Al di là della vicenda Swisscom-Vodafone, la globalizzazione rende queste acquisizioni quasi normali anche se nei Paesi si reagisce diversamente, anche quando non sono in ballo settori strategici come appunto quello delle telecomunicazioni. In Italia l’atteggiamento varia dall’entusiasmo acritico per la globalizzazione, un patrimonio in genere della sinistra, al tifo per presunti campioni nazionali (un esempio la vicenda dalla fu Alitalia), che invece è uno schema di destra, passando per una sostanziale indifferenza. In ogni caso la parte del leone, per non dire del dragone, in Italia la fa la Cina, con quasi mille aziende italiane controllate da gruppi cinesi: non soltanto l’Inter degli Zhang, ma anche tanta industria. Il settore su cui i cinesi hanno investito di più in Italia è per distacco la chimica, anche se ovviamente a fare notizia è qualche brand di moda, come Krizia. Moda che come sempre ha anticipato tendenze, visto che già negli anni Novanta Fiorucci fu comprata dai giapponesi. Il fondo francese Kering ha acquistato Gucci, Bottega Veneta, Richard Ginori, Pomellato e Brioni, mentre sempre in Francia LVMH ha fatto shopping italiano con Bulgari, Loro Piana e Fendi. Ferrè è di un gruppo di Dubai. La Rinascente, uno dei simboli di Milano, è della thailandese Central Group of Companies. Versace è dell’americano Michael Kors. Infiniti i casi nel settore alimentare: la francese Lactalis ha comprato Galbani, Cademartori, Locatelli e Invernizzi, oltre alle attività ‘buone’ della Parmalat. La Unilever ha puntato sull’olio italiano (Bertolli, De Rica, Cirio), prima di cederlo alla spagnola Deoleo. I cioccolatini Pernigotti sono diventati di proprietà turca, e addirittura nemmeno la Birra Peroni, resa immortale (con tanto di rutto libero) da Fantozzi, è più italiana visto che è passata ai giapponesi di Asahi Breweries. Giapponesi attenti anche all’industria, avendo acquisito la Magneti Marelli, la Italcementi e la Ansaldo. Quanto all’auto, l’ex Gruppo FIAT non è di fatto più italiano dopo la fusione con Peugeot che ha dato vita a PSA, e la Lamborghini è ora tedesca, essendo passata alla Volkswagen. Un discorso a parte, per motivi di immagine, merita il calcio, dove tanta Serie A (Inter, Milan, Roma, Fiorentina, Bologna su tutti) è in mano a stranieri.

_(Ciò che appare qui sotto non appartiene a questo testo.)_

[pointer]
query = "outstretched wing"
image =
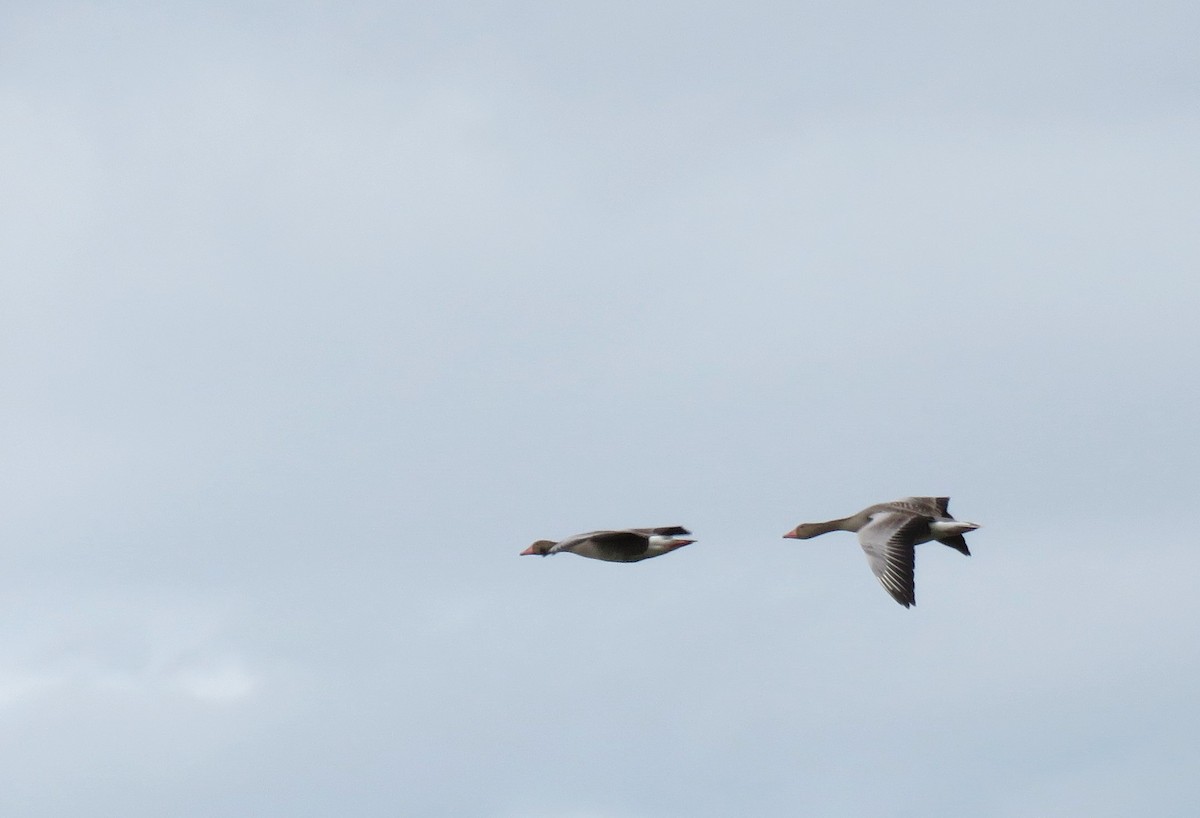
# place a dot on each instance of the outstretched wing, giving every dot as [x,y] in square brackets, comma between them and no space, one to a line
[664,530]
[888,542]
[613,545]
[927,506]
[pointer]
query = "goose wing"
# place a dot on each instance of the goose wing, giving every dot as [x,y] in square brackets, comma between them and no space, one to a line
[927,506]
[622,545]
[888,541]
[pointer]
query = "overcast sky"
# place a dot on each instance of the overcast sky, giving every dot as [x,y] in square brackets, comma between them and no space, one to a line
[315,314]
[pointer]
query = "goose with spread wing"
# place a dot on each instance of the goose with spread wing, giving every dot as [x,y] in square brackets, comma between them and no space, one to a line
[889,531]
[629,545]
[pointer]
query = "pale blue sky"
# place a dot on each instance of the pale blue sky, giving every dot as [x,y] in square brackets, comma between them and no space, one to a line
[313,316]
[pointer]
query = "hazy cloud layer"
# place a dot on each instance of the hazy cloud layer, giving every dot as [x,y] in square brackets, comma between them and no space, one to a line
[313,316]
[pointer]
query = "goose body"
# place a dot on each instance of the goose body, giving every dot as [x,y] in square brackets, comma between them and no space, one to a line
[889,531]
[630,545]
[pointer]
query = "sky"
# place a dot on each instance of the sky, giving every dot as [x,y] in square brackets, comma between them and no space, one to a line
[315,314]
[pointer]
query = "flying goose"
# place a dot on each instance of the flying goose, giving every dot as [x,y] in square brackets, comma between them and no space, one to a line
[889,530]
[629,545]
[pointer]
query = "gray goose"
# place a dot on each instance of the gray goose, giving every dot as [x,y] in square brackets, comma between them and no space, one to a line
[629,545]
[888,533]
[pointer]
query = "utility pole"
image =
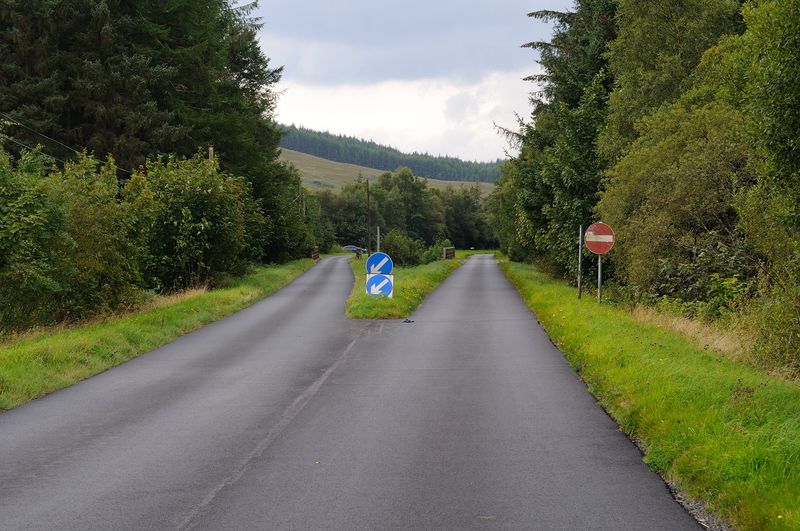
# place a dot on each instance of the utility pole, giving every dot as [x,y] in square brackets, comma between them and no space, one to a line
[369,221]
[580,260]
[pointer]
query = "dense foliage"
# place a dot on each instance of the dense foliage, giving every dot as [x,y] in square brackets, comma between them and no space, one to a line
[148,85]
[74,243]
[411,216]
[341,148]
[676,124]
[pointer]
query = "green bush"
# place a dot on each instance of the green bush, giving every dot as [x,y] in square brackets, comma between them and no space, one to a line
[103,272]
[199,223]
[33,240]
[434,252]
[405,251]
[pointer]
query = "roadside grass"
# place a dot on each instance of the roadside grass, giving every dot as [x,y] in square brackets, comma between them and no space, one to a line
[463,254]
[411,286]
[719,431]
[42,362]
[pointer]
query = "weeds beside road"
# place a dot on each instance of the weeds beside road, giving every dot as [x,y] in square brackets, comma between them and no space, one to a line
[720,431]
[33,366]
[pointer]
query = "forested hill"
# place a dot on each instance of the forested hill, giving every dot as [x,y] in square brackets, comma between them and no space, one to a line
[352,150]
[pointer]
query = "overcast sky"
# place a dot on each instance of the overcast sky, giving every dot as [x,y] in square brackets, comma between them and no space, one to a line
[420,75]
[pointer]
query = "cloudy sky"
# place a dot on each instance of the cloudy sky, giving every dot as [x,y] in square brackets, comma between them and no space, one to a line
[420,75]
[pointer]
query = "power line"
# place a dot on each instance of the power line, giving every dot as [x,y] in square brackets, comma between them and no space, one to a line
[17,122]
[26,146]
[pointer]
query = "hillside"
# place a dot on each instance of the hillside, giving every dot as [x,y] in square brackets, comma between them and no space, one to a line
[352,150]
[322,174]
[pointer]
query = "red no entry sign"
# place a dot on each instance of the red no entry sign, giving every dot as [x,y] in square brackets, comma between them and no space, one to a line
[599,238]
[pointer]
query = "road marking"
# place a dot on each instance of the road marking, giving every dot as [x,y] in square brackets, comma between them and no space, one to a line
[286,418]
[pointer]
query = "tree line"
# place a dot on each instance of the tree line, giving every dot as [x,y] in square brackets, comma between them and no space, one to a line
[676,123]
[351,150]
[107,193]
[415,220]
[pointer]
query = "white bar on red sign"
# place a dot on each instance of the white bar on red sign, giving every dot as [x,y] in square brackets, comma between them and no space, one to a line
[592,237]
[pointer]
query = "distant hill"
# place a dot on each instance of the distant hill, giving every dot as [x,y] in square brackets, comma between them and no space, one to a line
[351,150]
[322,174]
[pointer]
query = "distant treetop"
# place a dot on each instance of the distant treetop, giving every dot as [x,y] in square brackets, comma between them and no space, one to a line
[353,150]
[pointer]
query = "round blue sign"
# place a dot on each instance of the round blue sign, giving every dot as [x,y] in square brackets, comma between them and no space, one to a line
[379,264]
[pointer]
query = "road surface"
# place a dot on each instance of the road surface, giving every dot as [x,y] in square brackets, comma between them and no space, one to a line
[288,416]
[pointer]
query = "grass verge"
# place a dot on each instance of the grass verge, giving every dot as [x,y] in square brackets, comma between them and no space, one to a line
[33,366]
[411,286]
[719,431]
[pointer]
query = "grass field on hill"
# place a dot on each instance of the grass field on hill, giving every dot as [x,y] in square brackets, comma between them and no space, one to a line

Quanta Svizzera c'è nel Belpaese?

Gli investimenti svizzeri in Italia partono da lontano, precisamente dal 1961, quando la Nestlé compra la Locatelli (rivenduta a Lactalis), per poi fare il grande colpo nel 1988, comprando la Buitoni che qualche anno prima era stata rilevata da Carlo De Benedetti. Poi la Perugina, la Vismara e tantissimi altri marchi, fino al colpo grosso del 1998 con l’acqua San Pellegrino e marchi collegati (Levissima, Panna e Recoaro su tutti). Per un certo periodo sono stati della Nestlé anche i marchi Motta e Alemagna. Del 1997 è l’acquisto della Caffarel da parte della Lindt & Sprungli, con tanto di polemica recente sul gianduiotto, del 2008 quello dell’Orzo Bimbo di una controllata della Novartis. Per tacere di Dufry entrata in Autogrill. Certo la madre di tutte le acquisizioni svizzere in Italia sarebbe stata quella di Alitalia da parte di Swissair: nel 2000 la firma era a un passo, poi si parlò di fusione e infine la compagnia di bandiera svizzera fallì, per rinascere poi come Swiss sotto il controllo di Lufthansa, cosa che del resto sta accadendo anche con ITA Airways, l’erede di Alitalia. Alla fine se così tante aziende si interessano all'Italia un motivo ci sarà: il Belpaese forse ne ha bisogno.